Non-grammar terminals priority

Developer
Mar 17, 2010 at 2:38 PM
Edited Mar 17, 2010 at 2:39 PM

Hi, Roman!

Seems like non-grammar terminals have the highest priority in the latest code drop.

My grammar allows single-line comments starting with the star symbol (*). The same symbol is used in arithmetic expressions for multiplication operator.

In Jan-24 version of Irony I just lowered the priority for LineCommentTerminal to make things work. The trick doesn't work anymore because of this:

/* Scanner.cs, line 100 */

//Scans the source text and constructs a new token
private void ScanToken() {
    if (!MatchNonGrammarTerminals())
        MatchRegularToken();      
    //...
}

Do you have any suggestions on how to overcome this issue? I don't think it's a good idea to make custom comment terminal for such a small problem :)

Coordinator
Mar 17, 2010 at 2:45 PM

What is the ultimate rule to distinguish the star starting comment and star as arithm operator?
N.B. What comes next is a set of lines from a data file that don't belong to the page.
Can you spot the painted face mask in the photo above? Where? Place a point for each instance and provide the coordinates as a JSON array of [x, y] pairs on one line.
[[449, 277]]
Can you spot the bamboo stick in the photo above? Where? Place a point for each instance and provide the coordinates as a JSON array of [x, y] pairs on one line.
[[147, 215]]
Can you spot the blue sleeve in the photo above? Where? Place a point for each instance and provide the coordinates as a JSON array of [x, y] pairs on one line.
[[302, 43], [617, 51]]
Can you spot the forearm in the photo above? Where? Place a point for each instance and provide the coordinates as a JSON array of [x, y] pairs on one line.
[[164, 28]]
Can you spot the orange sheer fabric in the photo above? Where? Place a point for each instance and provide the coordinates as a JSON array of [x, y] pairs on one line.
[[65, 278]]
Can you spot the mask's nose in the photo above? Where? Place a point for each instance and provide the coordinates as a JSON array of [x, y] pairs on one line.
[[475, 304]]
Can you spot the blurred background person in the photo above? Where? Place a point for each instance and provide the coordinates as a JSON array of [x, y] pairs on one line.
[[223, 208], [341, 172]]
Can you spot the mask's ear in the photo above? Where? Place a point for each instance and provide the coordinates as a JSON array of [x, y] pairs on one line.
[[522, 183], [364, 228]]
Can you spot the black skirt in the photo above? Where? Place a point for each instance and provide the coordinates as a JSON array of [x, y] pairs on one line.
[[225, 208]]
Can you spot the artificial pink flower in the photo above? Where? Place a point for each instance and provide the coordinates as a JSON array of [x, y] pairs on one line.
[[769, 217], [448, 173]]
There are some good reasons behind this change of handling non-grammar terminals, it now allows grammars using indentation (and CodeOutlineFilter) like Python to use scanner-parser link - when scanner uses the current parser state to resolve ambiguities. 

Developer
Mar 17, 2010 at 2:56 PM

The ultimate rule is just a priority ;)

If the star can be part of an expression, then it is star terminal. If isn't, then it's a part of a comment. In pseudocode:

  1. try to match non-grammar terminals
  2. try to match regular tokens (is it where the parser state is used to resolve ambiguities?)
  3. select terminal with the highest priority
Developer
Mar 17, 2010 at 3:17 PM
Edited Mar 17, 2010 at 3:20 PM

Hmmm, making decision like this isn't safe. It seems to be language design flaw.

If I had a comment that looks like an expression, it will be compiled as a part of an expression, leading to mysterious bugs :)

So there must be some more reliable rule...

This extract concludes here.